11/04/2010 12:37PM

Zenyatta's people: Groom Mario Espinoza and hotwalker Carmen Zamona

Above: Barbara D. Livingston. Below: Benoit & Associates.

Obsessive, reverent, laid back, indulgent -- the team behind the unbeaten mare reflects her quirky brilliance.

Groom Mario Espinoza and hotwalker Carmen Zamona | Jockey | Owners | Trainer | Exercise rider | Masseuse

When Carmen Zamona leaves her husband, Mario Espinoza, every morning, Espinoza runs off with another female, feeding her, caressing her.

“I think I spend more time with her than my wife,” Espinoza said.

The object of his affection is Zenyatta, whom Espinoza, 46, has groomed for four years, since Zenyatta was an unraced 2-year-old. Zamona, 48, is Zenyatta’s hotwalker. No one, not even trainer John Shirreffs, has been closer to Zenyatta over the years than Espinoza and Zamona.

The couple, natives of Mexico, live in Inglewood, Calif., not far from Hollywood Park. Espinoza rises between 4 and 4:30 every morning to be at work by 5, remains at the barn until 1:30 p.m., leaves briefly for lunch, then returns to oversee the late-afternoon feeding of the four horses he grooms.

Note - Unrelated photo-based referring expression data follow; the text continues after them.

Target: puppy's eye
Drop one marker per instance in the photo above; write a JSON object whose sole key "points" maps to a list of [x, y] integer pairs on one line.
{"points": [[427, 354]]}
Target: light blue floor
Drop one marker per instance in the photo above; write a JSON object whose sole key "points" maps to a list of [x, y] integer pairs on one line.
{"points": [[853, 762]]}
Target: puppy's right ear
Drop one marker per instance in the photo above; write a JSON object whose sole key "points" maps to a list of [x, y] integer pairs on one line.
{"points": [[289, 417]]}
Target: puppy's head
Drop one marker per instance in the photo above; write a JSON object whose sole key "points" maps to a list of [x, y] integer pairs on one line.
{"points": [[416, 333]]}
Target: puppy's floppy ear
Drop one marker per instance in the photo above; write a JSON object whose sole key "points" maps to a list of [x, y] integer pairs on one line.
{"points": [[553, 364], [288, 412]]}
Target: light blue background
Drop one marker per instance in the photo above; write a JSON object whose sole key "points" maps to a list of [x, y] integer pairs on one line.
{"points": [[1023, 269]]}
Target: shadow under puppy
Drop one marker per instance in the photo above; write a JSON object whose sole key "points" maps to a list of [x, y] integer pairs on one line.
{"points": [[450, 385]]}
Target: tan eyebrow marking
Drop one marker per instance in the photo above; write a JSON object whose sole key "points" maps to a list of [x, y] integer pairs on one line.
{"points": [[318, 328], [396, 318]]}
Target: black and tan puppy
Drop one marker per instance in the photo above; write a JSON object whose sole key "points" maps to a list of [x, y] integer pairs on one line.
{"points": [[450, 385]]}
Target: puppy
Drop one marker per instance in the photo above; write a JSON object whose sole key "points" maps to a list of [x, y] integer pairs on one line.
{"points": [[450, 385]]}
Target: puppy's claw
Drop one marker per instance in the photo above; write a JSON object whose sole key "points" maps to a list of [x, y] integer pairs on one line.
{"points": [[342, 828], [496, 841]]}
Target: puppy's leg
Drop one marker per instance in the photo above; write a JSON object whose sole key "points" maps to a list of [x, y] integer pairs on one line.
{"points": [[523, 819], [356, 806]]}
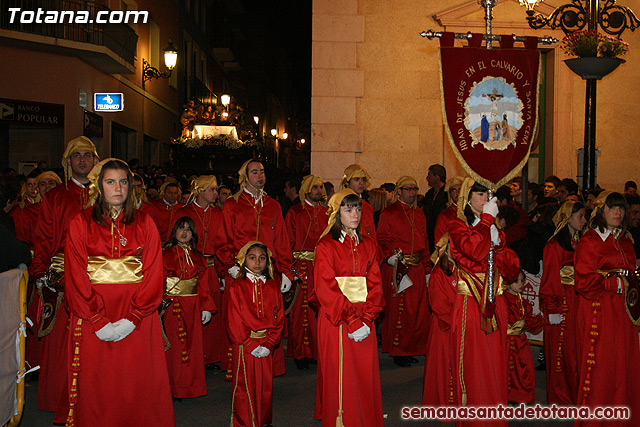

At 5:30, he finally heads home, where Zamona, who leaves the barn around 10 a.m. when her chores are complete, has prepared dinner.

They have been together for 15 years, since meeting at the San Luis Rey Downs training center. They have four children, two each from previous marriages. Espinoza has had several top horses in his care. While working for trainer David Hofmans, he was the groom of Cindy’s Hero, who won the 2000 Del Mar Debutante. Espinoza went to work for Shirreffs eight years ago and has hit the jackpot.

Espinoza was also the groom of Life Is Sweet, who last year won the Breeders’ Cup Ladies’ Classic in her final career start, the day before Zenyatta’s dramatic victory in the BC Classic.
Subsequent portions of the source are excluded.